Actually, I do have two additional questions related to the example code, if @tom or others don’t mind:
In the example code, the input and target are assigned from index 3 onward of data, as in “torch.from_numpy(data[3:, :-1])”. What is the purpose of excluding data at indexes 0,1,2 from the input and target?
I’m finding that if I make one of the time series a bit more ‘interesting’, e.g. adding the following ‘amplitude clipping’ immediately after data is defined…
data = [ np.min( [np.max([_, -0.5]), 0.5] ) for _ in data]
…then despite the training loss getting very small (~3e-5) the code never seems to be able to predict the series accurately (picture below).
Is this…expected behavior? I would have thought the LSTM could predict better (since it seems to fit the training data well).

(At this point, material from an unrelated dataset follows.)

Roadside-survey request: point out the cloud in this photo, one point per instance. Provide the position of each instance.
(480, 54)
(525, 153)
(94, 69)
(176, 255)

P.S.- Even if I clip all the series instead of just one, the same thing results: excellent fitting of training data and low loss, but extremely poor prediction. Doubling the network size (from 51 to 102) doesn’t help either. Alternatively to clipping, one can try a superposition of sinusoids, e.g.
data = 0.5*np.sin(x / 1.0 / T).astype('float32') + 0.4*np.cos(x / 2 / T).astype('float32'), and still the code shows the same behavior of low training loss but terrible prediction.